Facundo Saigg Ashardjian, coordinador de atención al cliente, en líneas generales estuvo de acuerdo con aquella la nota de La Nación pero haciendo alguna salvedad. “El único error conceptual es acotar al Teléfono la problemática, y no darse cuenta que tenemos un problema cultural, nos atendemos mal y menospreciamos a aquellos que nos compran o a los que servimos”.

Por otro parte, Federico Coronado Quesada, docente y responsable de un servicio de atención al cliente, publicó un extenso comentario del que aquí reproducimos dos fragmentos: “Está claro que nos queda mucho por hacer, en especial con el manejo de las demoras en la atención que tanto nos critican. Podemos hacer mucho desde el manejo de las expectativas y desde los recursos (presupuestos) que nos asignan”.

“Seguro que hay trabajos mejores y que ser operador, supervisor o jefe en un call center no es para todos ni para siempre. Seguro que podemos mejorar mucho en nuestros procesos y capacidades, pero dejemos de defenestrar una industria que está creciendo y formado los primeros profesionales para guiarla y que da y puede dar mucho más por los clientes y por la sociedad”, concluye Coronado Quesada.

Dejó para el final a Sandra Gambaro, quien trabaja en un call center desde hace un tiempo y se tomó el trabajo de escribir una carta de lectores para el diario La Nación que hasta el momento no fue publicada.

“Seguramente en muchos casos los consumidores no son bien tratados ni reciben la calidad de atención que merecen ni tampoco la solución a sus inconvenientes. Ahora, generalizar sobre la actividad de Call Center como lo hace la nota, tanto como la mayoría de los que la comentan, me parece una falta de respeto y el menosprecio a una industria que actualmente da trabajo a miles de personas en el país”.

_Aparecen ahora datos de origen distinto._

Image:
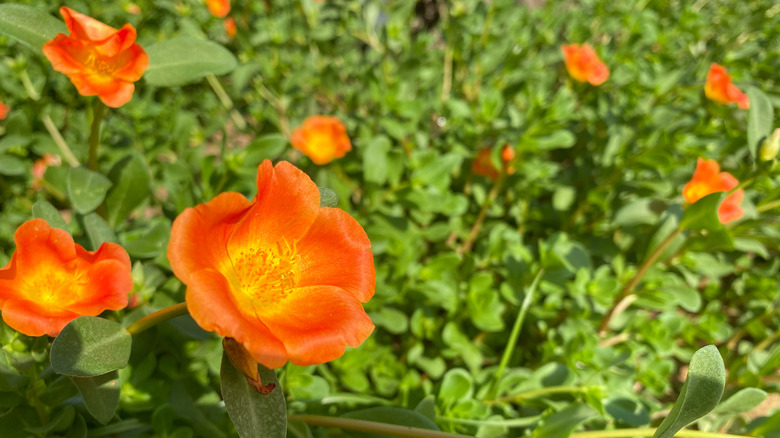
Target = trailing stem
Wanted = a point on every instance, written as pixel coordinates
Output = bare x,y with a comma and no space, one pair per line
94,134
157,317
617,308
512,342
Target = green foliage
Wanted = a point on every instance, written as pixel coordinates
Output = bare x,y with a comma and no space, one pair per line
421,87
89,346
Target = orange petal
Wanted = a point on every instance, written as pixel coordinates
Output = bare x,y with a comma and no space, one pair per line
199,235
730,209
317,323
131,64
27,318
287,203
336,252
108,283
85,27
210,305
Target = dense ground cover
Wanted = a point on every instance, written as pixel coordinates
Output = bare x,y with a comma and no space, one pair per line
566,291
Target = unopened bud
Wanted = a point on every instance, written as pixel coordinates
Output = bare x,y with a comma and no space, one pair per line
770,147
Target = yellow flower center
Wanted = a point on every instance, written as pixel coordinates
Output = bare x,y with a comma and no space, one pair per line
265,275
54,287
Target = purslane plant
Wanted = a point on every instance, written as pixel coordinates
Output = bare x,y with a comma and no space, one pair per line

Trabajo desde hace 16 años en una empresa que presta servicios de Call Center entre otras actividades, me inicié sin experiencia previa en el año 1994 como operadora.  Cabe destacar que fue muy importante para mí, que mi condición de mamá con hijas pequeñas no fuera impedimento para la contratación, cuando sí lo fue para otras empresas”.

La carta de Sandra también detalla que después de haber desarrollado  tareas de asistente, selectora, capacitadora y team leader, actualmente cumple funciones de project leader para una empresa automotriz. “En una de las apreciaciones de los lectores, está la aseveración de que la gente no puede hacer carrera en un Call.  Soy prueba fehaciente que no es así”.